Here's my theory: Shia LaBeouf might be a bit mental, or he might be perfectly sane. He's definitely an ace at playing the tabloids at their own game. But the point some of us have been missing is that he's not just a celebrity, or a tabloid fave — he's an actor, an artist, and his talent and body of work are what's really insane, not his state of mind.
Let's just remind ourselves of where this guy started out — even if Shia himself would clearly rather forget...
Before he was a fully-fledged superstar — or an anti-superstar, if you will — Shia kickstarted his career with the lead role in Transformers. If you've seen Transformers, you have my sympathy, and if you haven't then congrats — your life is on the right track.
By the time Wall Street sequel Money Never Sleeps came along, Shia seemed to be taking his art a little more seriously, and in 2013 he unleashed Charlie Countryman.
Unfortunately nobody watched it, but this is where Shia's career starts to get interesting as it becomes obvious he's less bothered about commercial success than he is about making a statement with his work. Rupert Grint also stars, but don't let that put you off.
Arguably Shia's biggest artistic statement to date, though, was a certain, sexually-charged five-hour epic...

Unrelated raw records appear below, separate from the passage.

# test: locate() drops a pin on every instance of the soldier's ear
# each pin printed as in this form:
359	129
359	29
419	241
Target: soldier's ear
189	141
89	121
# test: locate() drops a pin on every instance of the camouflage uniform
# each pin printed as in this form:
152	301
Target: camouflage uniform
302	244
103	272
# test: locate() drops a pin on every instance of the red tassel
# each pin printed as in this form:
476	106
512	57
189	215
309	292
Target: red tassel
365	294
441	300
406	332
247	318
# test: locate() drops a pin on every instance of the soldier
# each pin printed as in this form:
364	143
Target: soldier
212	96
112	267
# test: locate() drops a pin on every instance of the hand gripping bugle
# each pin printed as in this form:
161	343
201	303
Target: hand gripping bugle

Lars von Trier lays claim to the title of one of today's most visceral directors, and with Nymphomaniac he pushed the boundaries of sex on the big screen. Shia gives probably his finest performance to date in the film, but don't just take my word for it — check it out for yourself on Netflix. Another brilliant performance came in the form of 2016's coming of age drama American Honey.
Before #ALLMYMOVIES began, the world wrote it off as just another publicity stunt from that guy who wore a bag on his head on the red carpet. But the tide of opinion began to turn as we realized that there was more to Shia than these tiring labels. Writing for Vanity Fair, Katey Rich sums it up best:
"Is this the beginning of a whole new Shia LaBeouf, at least in how the public perceives him? Who knows — it might only take one more Walgreens arrest for people to go back to thinking of him as pretentious and entitled. But by opening up in this way, first with his facial expressions on the live stream and then in this remarkable interview, LaBeouf really has accomplished what he set out to do: letting us see him as a human again. Here’s hoping it lasts."
Whether you love him or hate him, it's difficult to deny that Shia has turned his own existence into a piece of ongoing art, and his unpredictable filmography is a major element of that. So next time somebody asks you "do you think Shia LaBeouf is crazy?", perhaps your answer will be a little different.
Shia, we salute you, and we can't wait to see what's next.